So, you've got an idea for a new website. That's cool. Now, what do you do?
In one scenario, which I call the Big Gamble, our excited entrepreneur begins to fill napkins, notebooks, and whiteboards with lists and drawings of all the features they would like to build into their exciting new application. They turn all that data into a Request For Proposal (RFP) to recruit a developer to build a giant monolith to their ingenuity. Developers bid on the RFP with big dollar signs in their eyes. Eventually, the application gets launched and then, at last, the target end users get to see it. The users may like it. The users may hate it. Or, the users simply just don't understand it.
A better approach to application development is to work with a reputable developer, often on an hourly basis, to build out something called a Minimum Viable Product. (MVP). An MVP, by definition is just enough of the core features of an idea to express your idea in a way that it can be consumed and evaluated by users.

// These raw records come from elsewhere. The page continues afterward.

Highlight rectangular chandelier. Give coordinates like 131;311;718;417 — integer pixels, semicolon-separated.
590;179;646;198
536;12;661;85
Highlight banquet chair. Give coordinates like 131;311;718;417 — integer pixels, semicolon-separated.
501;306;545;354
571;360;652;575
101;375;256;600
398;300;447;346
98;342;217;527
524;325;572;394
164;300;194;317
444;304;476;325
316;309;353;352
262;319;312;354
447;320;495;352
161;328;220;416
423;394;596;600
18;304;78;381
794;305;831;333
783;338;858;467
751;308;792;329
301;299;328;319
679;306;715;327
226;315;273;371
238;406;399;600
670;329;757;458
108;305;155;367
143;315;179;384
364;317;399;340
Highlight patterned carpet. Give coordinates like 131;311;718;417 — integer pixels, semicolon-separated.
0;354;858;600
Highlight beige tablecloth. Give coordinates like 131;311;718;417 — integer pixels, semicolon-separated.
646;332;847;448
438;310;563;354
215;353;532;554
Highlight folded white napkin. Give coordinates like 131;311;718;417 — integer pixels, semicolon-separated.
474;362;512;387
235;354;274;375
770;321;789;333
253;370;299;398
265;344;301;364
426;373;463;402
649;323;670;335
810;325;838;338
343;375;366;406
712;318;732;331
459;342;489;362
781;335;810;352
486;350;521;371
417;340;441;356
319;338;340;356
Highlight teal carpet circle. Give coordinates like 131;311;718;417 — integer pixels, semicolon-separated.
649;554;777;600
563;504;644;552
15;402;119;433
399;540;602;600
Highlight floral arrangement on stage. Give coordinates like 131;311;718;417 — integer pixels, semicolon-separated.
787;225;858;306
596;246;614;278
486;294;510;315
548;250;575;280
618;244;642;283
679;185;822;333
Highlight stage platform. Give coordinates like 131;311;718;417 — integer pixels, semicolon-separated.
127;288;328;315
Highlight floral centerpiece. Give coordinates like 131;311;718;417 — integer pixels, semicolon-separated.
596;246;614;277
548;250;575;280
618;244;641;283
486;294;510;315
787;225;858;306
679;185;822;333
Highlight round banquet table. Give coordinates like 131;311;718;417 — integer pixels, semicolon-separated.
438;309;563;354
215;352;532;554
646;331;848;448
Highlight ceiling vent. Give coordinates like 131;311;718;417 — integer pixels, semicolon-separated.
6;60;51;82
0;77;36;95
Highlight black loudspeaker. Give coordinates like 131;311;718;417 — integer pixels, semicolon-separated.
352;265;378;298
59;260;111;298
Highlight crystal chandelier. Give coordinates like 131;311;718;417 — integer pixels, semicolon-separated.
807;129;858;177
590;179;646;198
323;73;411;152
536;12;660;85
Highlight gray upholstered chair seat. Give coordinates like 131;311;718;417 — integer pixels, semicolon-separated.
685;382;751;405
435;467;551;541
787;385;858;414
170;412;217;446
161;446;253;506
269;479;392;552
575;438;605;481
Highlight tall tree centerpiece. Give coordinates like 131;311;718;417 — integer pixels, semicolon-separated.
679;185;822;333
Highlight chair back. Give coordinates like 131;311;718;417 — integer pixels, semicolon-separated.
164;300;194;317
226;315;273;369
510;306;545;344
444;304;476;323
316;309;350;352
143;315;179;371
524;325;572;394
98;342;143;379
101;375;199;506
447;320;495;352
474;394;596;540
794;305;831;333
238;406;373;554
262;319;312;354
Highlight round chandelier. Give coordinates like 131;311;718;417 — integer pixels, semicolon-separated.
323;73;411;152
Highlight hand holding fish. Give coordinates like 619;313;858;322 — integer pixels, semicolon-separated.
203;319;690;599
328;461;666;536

There are several reasons that justify this approach including: return on investment, responsiveness, fail fast philosophy, and code base agility.
ROI is the compass used by so many businesses and entrepreneurs to guide their journey through the business world. ROI is a simple formula: (Revenue - Cost) / Cost. There are two ways to increase ROI: Increase revenue or decrease cost. Decreasing cost does more to increase ROI than increasing revenue.

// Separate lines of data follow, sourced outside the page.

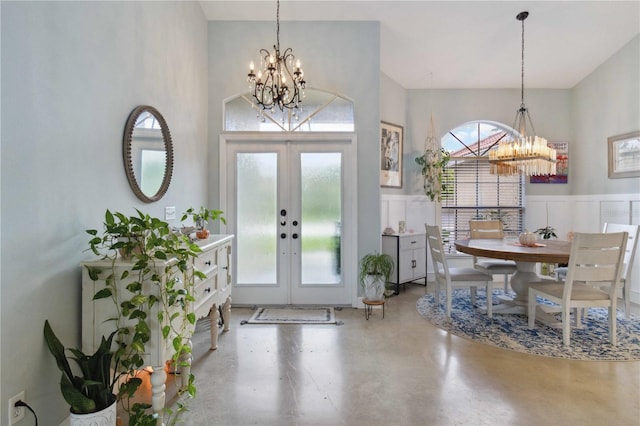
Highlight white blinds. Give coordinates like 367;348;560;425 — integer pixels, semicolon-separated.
441;157;524;253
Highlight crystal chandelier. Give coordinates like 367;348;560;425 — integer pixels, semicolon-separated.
489;12;556;176
247;0;306;112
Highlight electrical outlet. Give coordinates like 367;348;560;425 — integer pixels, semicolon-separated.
164;206;176;220
7;391;27;426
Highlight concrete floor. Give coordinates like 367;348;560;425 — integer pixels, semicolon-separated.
148;285;640;426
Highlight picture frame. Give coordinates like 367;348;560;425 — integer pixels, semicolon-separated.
380;121;404;188
607;131;640;179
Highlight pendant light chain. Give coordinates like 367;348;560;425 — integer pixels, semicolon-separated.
489;11;556;176
276;0;280;52
520;18;524;108
247;0;306;111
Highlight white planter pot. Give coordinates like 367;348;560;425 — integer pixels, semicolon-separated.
364;275;385;301
69;401;118;426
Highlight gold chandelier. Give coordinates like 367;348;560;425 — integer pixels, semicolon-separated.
247;0;306;112
489;12;556;176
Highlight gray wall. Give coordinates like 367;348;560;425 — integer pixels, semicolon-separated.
398;36;640;196
405;87;573;195
209;21;380;259
569;35;640;195
0;1;208;425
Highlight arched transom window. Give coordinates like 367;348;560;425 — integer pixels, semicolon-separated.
441;121;524;253
224;89;355;132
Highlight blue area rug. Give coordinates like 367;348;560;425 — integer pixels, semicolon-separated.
416;289;640;361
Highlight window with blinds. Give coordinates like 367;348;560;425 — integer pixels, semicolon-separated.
441;122;524;253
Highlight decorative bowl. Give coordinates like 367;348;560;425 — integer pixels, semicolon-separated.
518;231;538;247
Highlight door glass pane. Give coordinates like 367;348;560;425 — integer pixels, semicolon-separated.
236;152;278;285
300;152;342;285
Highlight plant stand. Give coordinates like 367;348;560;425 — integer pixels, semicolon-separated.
362;299;385;320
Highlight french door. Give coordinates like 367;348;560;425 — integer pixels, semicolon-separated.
220;134;357;305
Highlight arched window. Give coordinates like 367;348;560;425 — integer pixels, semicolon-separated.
224;89;355;132
441;121;524;253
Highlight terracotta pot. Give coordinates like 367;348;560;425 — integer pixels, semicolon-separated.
196;229;210;240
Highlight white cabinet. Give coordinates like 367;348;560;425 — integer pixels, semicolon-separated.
382;233;427;294
82;235;233;412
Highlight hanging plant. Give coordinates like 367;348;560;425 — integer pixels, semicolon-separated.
416;148;450;201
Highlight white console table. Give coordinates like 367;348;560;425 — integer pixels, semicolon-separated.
82;235;233;413
382;232;427;294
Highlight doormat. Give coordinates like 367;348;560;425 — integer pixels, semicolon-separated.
243;307;336;324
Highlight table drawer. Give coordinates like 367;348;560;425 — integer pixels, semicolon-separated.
193;278;218;317
400;234;426;250
194;250;218;277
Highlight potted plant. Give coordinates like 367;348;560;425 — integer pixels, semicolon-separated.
415;148;450;201
360;252;394;301
44;320;121;426
86;210;201;425
535;225;558;240
181;206;227;240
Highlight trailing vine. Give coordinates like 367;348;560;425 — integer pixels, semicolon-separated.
415;148;450;201
86;210;206;425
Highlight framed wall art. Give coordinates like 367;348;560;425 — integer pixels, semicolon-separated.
607;131;640;179
529;142;569;183
380;121;404;188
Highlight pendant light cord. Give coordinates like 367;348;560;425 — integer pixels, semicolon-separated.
276;0;280;52
520;17;526;108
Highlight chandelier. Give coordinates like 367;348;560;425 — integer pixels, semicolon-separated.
247;0;306;112
489;12;556;176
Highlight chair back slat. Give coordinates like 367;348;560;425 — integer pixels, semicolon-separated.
425;225;449;284
469;219;504;239
564;232;627;298
603;223;640;285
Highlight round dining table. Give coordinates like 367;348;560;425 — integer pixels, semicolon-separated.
454;238;571;313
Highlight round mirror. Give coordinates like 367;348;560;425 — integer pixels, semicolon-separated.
122;105;173;203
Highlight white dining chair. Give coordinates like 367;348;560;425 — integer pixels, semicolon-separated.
528;232;628;346
425;225;493;318
469;219;518;293
555;223;640;317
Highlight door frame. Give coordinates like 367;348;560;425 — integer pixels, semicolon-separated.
218;132;358;307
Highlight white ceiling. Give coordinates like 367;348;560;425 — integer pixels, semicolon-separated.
200;0;640;89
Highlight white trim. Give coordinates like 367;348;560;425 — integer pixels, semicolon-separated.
218;132;359;307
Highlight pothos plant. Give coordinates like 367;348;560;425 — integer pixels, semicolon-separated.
415;148;450;201
86;210;201;425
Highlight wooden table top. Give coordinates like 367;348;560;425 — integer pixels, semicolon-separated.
454;239;571;263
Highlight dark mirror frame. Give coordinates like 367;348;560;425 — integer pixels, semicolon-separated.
122;105;173;203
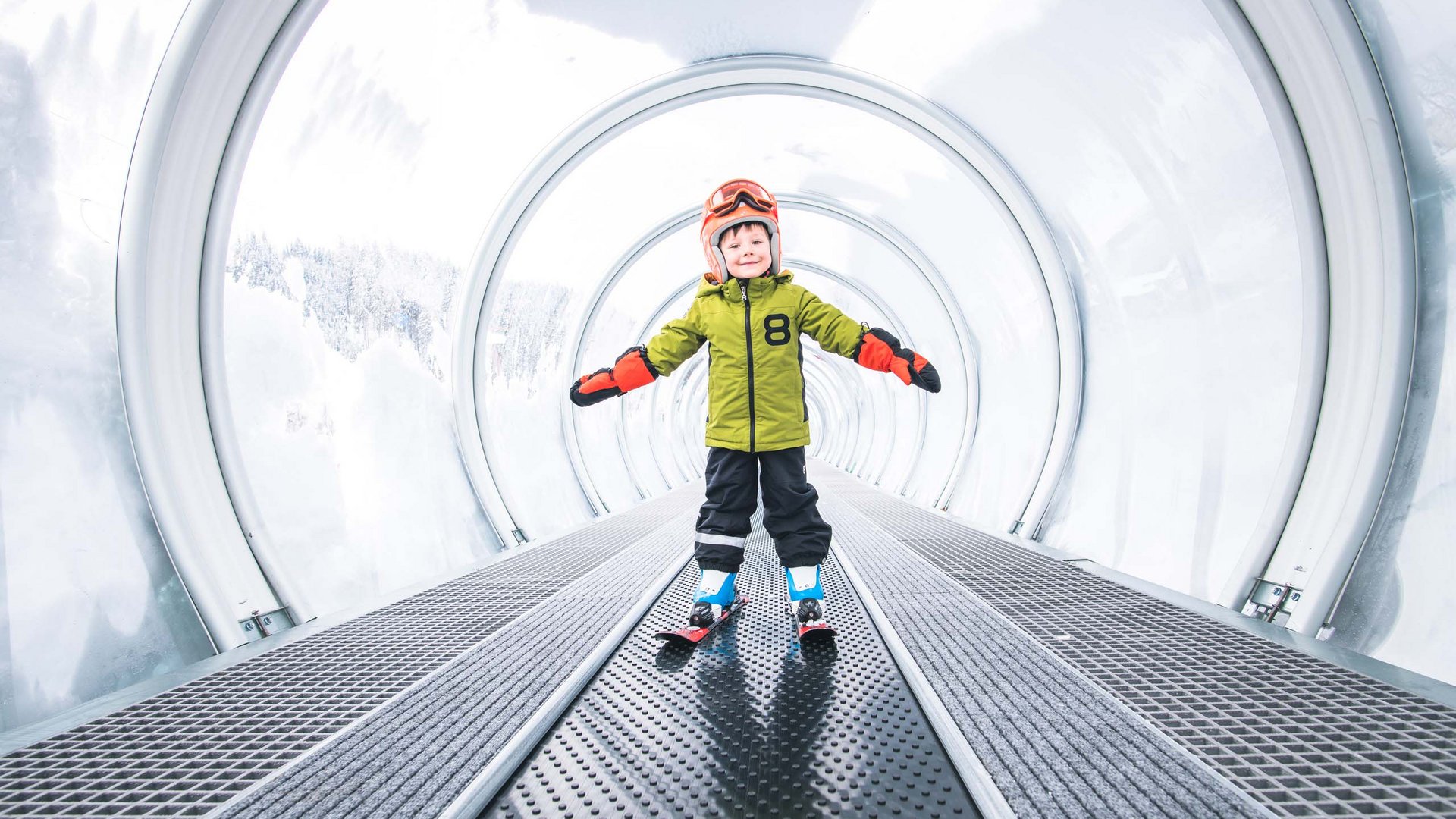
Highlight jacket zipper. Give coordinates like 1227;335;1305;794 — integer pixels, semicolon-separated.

Let's say a $250 investment produces $1000 in revenue. That will produce an ROI of 3. - A $50 increase in revenue increases ROI to 3.2. - A $50 decrease in cost increases ROI to 4.

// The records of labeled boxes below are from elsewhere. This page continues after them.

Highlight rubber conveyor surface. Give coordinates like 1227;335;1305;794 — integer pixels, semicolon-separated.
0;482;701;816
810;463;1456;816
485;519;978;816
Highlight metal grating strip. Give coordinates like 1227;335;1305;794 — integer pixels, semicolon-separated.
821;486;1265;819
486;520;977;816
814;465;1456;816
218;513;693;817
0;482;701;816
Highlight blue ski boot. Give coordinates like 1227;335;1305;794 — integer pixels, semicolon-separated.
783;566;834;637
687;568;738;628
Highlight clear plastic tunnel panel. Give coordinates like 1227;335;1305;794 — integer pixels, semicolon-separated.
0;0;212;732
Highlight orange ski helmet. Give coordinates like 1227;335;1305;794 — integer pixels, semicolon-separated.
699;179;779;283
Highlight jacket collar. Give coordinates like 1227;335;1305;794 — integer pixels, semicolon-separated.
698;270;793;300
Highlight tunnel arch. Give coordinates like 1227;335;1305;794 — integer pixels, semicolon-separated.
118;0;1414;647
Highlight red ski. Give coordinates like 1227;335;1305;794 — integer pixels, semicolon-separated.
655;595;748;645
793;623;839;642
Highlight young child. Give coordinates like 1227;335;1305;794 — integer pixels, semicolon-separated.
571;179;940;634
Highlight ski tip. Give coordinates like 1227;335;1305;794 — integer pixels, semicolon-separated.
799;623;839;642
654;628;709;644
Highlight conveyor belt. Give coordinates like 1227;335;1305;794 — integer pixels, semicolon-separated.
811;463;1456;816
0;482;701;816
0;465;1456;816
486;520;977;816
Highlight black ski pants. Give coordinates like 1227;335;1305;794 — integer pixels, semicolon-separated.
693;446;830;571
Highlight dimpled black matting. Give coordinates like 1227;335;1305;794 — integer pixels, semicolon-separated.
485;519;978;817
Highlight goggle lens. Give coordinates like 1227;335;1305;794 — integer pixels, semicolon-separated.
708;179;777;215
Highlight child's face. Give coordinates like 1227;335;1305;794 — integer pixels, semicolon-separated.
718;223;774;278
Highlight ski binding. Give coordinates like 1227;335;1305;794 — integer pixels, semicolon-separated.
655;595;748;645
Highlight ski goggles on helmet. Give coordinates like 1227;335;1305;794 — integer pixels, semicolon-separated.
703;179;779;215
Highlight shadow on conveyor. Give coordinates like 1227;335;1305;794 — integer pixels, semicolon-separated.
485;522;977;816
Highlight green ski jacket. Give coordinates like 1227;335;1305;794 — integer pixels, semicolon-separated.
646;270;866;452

The strategy of pursuing an MVP is all about decreasing cost.
If our brave entrepreneur has a set amount of money to invest in their new application, the Minimum Viable Product Strategy keeps more cash in reserve to allow the entrepreneur and the developer to respond to feedback from end users and make changes/improvements in the application that bring real value to the entrepreneur, their investors, and their users.
Not all ideas are created equal. Sometimes, it's just not going to workout. An MVP allows our fearless entrepreneur to get up, dust themselves off, and either refresh their vision for their application or to pursue something else entirely. We learn more from failure than we do from success, and the most important lessons, like "don't put all your eggs in one basket" apply to developing a application just as well as anywhere else.
When it comes to developing software, the general rule of thumb is that "every line of code is a liability." You want to write as little code as possible to fulfill the code's function and as few functions as possible to build your MVP. The more code you have written before you start to respond to the market, the more it costs to make changes. The Big Gamble type projects are notorious for having functionality that is literally never, ever, ever used. Only write code that gets the basic needs accomplished and respond from there.